Primary products are any materials that are extracted straight from the earth and then traded in a raw &/or unprocessed state. These primary products are traded worldwide in commodity markets, approximately 50 major commodity markets are traded each day, these include soft commodities such as cocoa, palm oil, wheat, soybeans and sugar as well as hard commodities such as oil, gas and precious metals.

Primary product production is hugely varied across the world, with products as likely to come from large multinational companies as they are from small scale producers.

The top commodities traded across the world are energy related products, precious & industrial metals and agricultural crops.

Decline in commodity prices

The overall decline in commodity prices recorded at the end of 2015 was 1.3%, however the projection for 2016 is currently even worse, in fact the World Bank has lowered its forecast for 37 of the 46 commodity prices. Non-energy prices are forecast to drop by 3.7%, with metal prices projected to fall by another 10% in 2016, after a 21% fall in 2015. Agriculture is also expected to see a reduction, currently forecast to drop by 1.4%.
One of the major reasons for this decline is the fact that the world is currently “drowning in oversupply” of many of the key commodities.

Huge growth of the commodity markets has been seen in the past as a result of the emergence of some major new economies such as Africa, Russia, India, China and Brazil. Over the years however the growth of these new economies have slowed, a major factor in the decline of the worldwide commodity prices which have in fact dropped by 40 percent since 2010.

The major economic slowdown in China is acknowledged as one of the major reasons for the continuing drop in commodity prices, threatening both economic and political stability in a number of the developing economies across Africa, as well as Asia, Latin America and the Middle East.

Africa is feeling the pain

A number of countries are hugely, and in some cases overly dependent on commodities and as a result their economies are at serious risk when there is a drop in commodity prices. Nigeria and South Africa, two countries previously seen as “commodity-producing powerhouses” are at present suffering major economic slowdowns as a result of the current situation.

Palm oil is a multi-billion-dollar industry, being used in millions of products by almost all major food manufacturers. It has however been highlighted by the World Bank as a particular concern, with them predicting the price to drop to $557 per ton, down from $589 in 2015 and $808 in 2013.
Ivory Coast is home to Africa’s largest palm oil refinery and as a result palm oil production is hugely important, supporting a workforce of over 2 million people. A major drop in price could therefore be very serious for the country.

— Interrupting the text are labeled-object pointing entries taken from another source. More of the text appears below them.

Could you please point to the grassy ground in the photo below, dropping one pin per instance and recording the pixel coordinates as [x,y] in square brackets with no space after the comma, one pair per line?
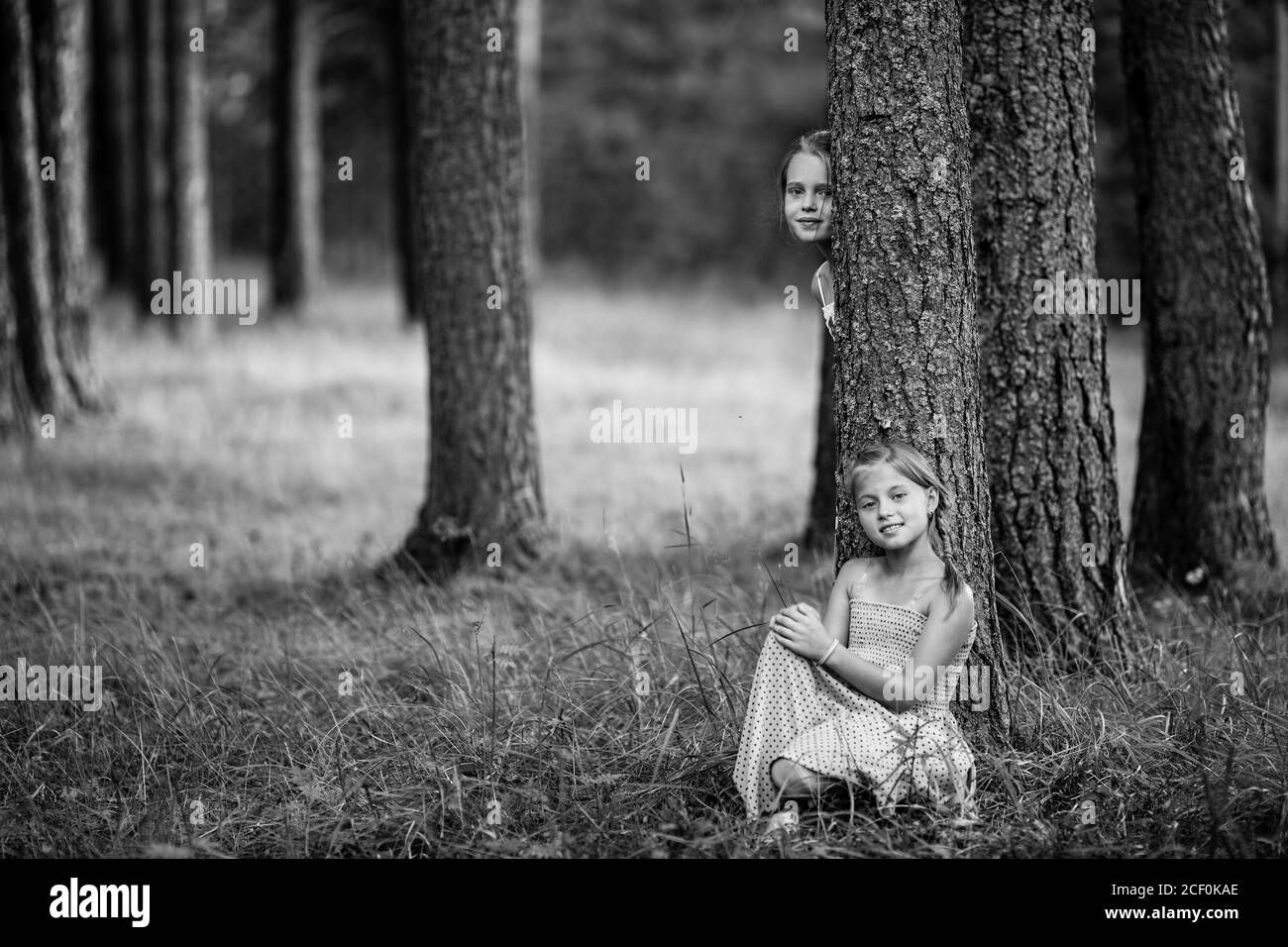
[498,715]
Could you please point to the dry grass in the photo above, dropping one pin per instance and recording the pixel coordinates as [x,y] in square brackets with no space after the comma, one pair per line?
[509,693]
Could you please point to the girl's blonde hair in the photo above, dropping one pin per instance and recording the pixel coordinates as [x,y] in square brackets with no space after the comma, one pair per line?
[816,144]
[911,463]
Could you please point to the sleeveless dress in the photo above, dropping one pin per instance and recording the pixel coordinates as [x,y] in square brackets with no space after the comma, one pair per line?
[807,715]
[828,308]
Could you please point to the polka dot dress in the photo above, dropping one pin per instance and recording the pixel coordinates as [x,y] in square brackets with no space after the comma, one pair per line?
[807,715]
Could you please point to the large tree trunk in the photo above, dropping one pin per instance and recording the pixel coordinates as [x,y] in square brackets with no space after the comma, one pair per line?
[189,159]
[1047,420]
[297,157]
[29,247]
[153,257]
[1199,506]
[60,34]
[529,102]
[114,170]
[400,136]
[905,274]
[467,195]
[820,519]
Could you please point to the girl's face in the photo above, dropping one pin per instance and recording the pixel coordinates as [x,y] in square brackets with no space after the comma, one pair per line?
[893,510]
[807,198]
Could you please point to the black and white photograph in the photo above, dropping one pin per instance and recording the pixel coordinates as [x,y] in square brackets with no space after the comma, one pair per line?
[644,429]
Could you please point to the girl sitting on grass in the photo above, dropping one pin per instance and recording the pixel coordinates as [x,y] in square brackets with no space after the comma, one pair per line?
[805,185]
[859,698]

Low oil prices hit wealthy countries

Russia’s economy is also suffering as a result of the drop in the price of primary products, particularly oil which fell 47% in 2015. Budget deficits are even occurring in some very wealthy countries in the Middle East due to the current price of oil. In January 2016 the World Bank actually lowered its forecast for crude oil again to $37 per barrel, from an already low forecast of $51 per barrel that they made in October 2015.
Ayhan Kose, Director of the World Bank’s Development Prospects group said “Low commodity prices are a double-edged sword, where consumers in importing countries stand to benefit while producers in net exporting countries suffer”, “It takes time for the benefits of lower commodity prices to be transformed into stronger economic growth among importers, but commodity exporters are feeling the pain right away.”